Pranala.co, SANGATTA — Satuan Reserse Narkoba (Satresnarkoba) Polres Kutim mengungkap kasus peredaran narkotika golongan I bukan tanaman di Desa Miau Baru, Kecamatan Kongbeng. Seorang perempuan diamankan bersama barang bukti sabu seberat hampir 80 gram.
Pengungkapan kasus ini bermula dari informasi masyarakat yang mencurigai adanya aktivitas transaksi narkotika di lingkungan mereka. Laporan tersebut kemudian ditindaklanjuti aparat dengan serangkaian penyelidikan tertutup.
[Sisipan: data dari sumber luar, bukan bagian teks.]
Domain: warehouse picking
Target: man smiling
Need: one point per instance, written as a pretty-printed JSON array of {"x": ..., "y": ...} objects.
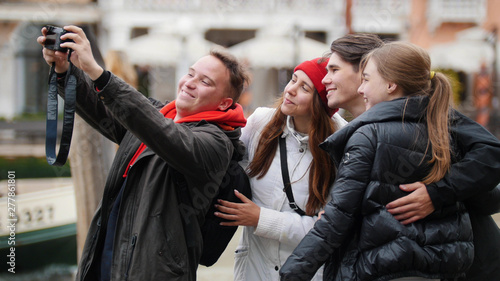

“Berawal dari laporan warga, personel kami melakukan penyelidikan hingga akhirnya berhasil mengamankan satu orang terduga pelaku,” kata Kepala Satresnarkoba Polres Kutim, Iptu Erwin Susanto, Kamis (22/1/2026).
Penangkapan dilakukan pada Rabu (21/1/2026) sekitar pukul 10.00 Wita di sebuah rumah di Jalan Long Imang RT 02 Nomor 06, Desa Miau Baru. Di lokasi tersebut, polisi mengamankan seorang perempuan berinisial LK (32), warga setempat, saat berada di dapur rumahnya.
Saat dilakukan penggeledahan, petugas menemukan 137 bungkus narkotika golongan I bukan tanaman dengan berat total 79,71 gram bruto. Barang terlarang itu disembunyikan dengan cukup rapi, bercampur di tumpukan pakaian kotor di teras dapur.
Narkotika tersebut diketahui sebelumnya dimasukkan ke dalam wadah sabun lulur merek Shinzui dan kotak plastik warna-warni, lalu dibungkus kembali menggunakan kaus kaki hitam untuk mengelabui petugas.
Selain narkotika, polisi juga menyita sejumlah barang bukti pendukung, antara lain dua sendok takar, plastik klip berbagai ukuran, satu unit telepon genggam merek Vivo warna ungu, serta beberapa wadah yang digunakan untuk menyimpan narkotika.
Dari hasil pemeriksaan awal, tersangka mengaku mendapatkan barang haram tersebut dari seseorang yang tidak dikenalnya. Transaksi dilakukan melalui komunikasi telepon dengan sistem “penyerahan jejak”, metode yang kerap digunakan jaringan narkotika untuk memutus mata rantai distribusi.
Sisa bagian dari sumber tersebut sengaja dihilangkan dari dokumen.